Le genre de réaction que craignait le supporter palois dès qu’il avait découvert le nom de « l’heureux élu ». Ce n’est un secret pour personne que la relation Charabas-Hameau n’a jamais été idyllique. Elle dure, et ce ne sont pas les insultes d’un côté et les regards arrogants vers le public de l’autre, style « Gueule toujours, c’est moi le patron » qui arrangeront les relations. Comme l’impression que chaque partie arrive avec ses à-priori  et qu’on n’en sortira jamais. Alors pourquoi justement est-ce lui qui est choisi pour ce genre de match, si important pour le public palois. N’y a-t-il pas d’autre arbitre capable d’en faire son affaire… Ou est-ce voulu ? Je me demande… Mais alors pourquoi ?

Alors, la rafale de pénalités tombe sur les avants palois, la mêlée paloise se déglinguant à chaque effort, le score rétrécit comme peau de chagrin jusqu’ à s’inverser sans que le chrono ne puisse accélérer l’échéance. Azéma se venge de la roublardise de Mannix : il fait rentrer Slimani comme l’avait fait « coquinement » l’an dernier Simon en faisant revenir  Domingo… avec le coup de poing stupide qui s’en suivit et la victoire inespérée des Palois à la cloche. Et les Jaunards passent devant suite à deux pétots faiblards de dégagement mal gérés qui leur rend le ballon. Images flagrantes du vent de panique qui souffle dans les lignes béarnaises, à ce moment-là.

Et alors qu’il reste 4mn pour tenter quelque chose, envoyer la gonfle loin devant avec l’espoir bien mince d’obtenir une pénalité (il ne faut jamais désespérer d’un arbitre en repentance), les Palois se mettent à attaquer à tout berzingue, alors qu’ils ont à peine les jambes pour aller sous la douche.
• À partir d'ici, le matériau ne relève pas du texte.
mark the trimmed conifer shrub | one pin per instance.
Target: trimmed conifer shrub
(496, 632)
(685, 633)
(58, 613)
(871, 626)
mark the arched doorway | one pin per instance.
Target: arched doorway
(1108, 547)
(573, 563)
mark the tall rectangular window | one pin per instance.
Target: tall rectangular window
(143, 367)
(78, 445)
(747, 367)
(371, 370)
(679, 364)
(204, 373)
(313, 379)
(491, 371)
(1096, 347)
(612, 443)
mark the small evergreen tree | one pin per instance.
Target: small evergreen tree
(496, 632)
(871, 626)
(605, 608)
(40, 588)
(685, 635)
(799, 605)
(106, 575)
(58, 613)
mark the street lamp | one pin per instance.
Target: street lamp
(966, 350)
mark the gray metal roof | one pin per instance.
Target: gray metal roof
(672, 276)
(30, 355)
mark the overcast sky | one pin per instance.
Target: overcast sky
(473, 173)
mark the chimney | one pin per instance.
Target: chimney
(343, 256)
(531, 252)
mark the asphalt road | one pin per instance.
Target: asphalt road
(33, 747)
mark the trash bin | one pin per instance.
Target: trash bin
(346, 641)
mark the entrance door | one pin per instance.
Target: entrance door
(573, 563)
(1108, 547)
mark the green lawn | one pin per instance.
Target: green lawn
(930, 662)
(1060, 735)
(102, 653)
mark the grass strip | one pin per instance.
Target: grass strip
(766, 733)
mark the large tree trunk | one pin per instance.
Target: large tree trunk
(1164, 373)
On recule inexorablement, c’est fini, alors que Michelin n’est même pas crevé.

 

Et la troisième mi-temps peut commencer sur le zinc. Débat épique, entre mes compagnons et moi-même, cocktail de déception et de frustration à la sauce Enervement. Chacun avec sa bière tentant de se faire mousser.  L’un qui n’en démord pas de dire qu’il ne peut y avoir un si grand écart de pénalités entre les deux équipes, soupçonnant que quelques fautes clermontoises ont été « zappées » (c’est moi), l’autre se disant que le coup de sifflet mériterait moins de précipitation sur les tenus manière de permettre au soutien de s’exprimer et ainsi favoriser l’initiative d’attaque, le troisième plus rigoriste s’en tenant à la règle et rien qu’elle, trouvant que les Palois, il n’a pas tort non plus, ont vraiment lâché le match en multipliant les fautes.

Et la discussion finit dans la voiture, en débat philosophique inspiré carrément de « l’Esprit des Lois » de Montesquieu, sur le thème « Arbitrage et démocratie » ! Carrément !

Voilà que maintenant le rugby, ça devient très intello… On aura tout vu ! Vous imaginez, M. Charabas qui inspire des sujets du bac !

 

Allez. Stade Français, on gagne et on discute plus !

 

Pour terminer, je vous propose le diaporama habituel du match avec une devinette à la clé : Quelle est la "bizarrerie" commune à toutes les photos ?  

 

 

 

Une  pensée pour Jean Claude Mounat qui vient nous quitter. Joueur, entraineur, président du Gan Olympique, il a

beaucoup donné pour le rugby gantois et béarnais et pour son village

et vient d'être récemment récompensé de la médaille de la Jeunesse et des Sports.

Ce fut aussi mon équipier et un super copain.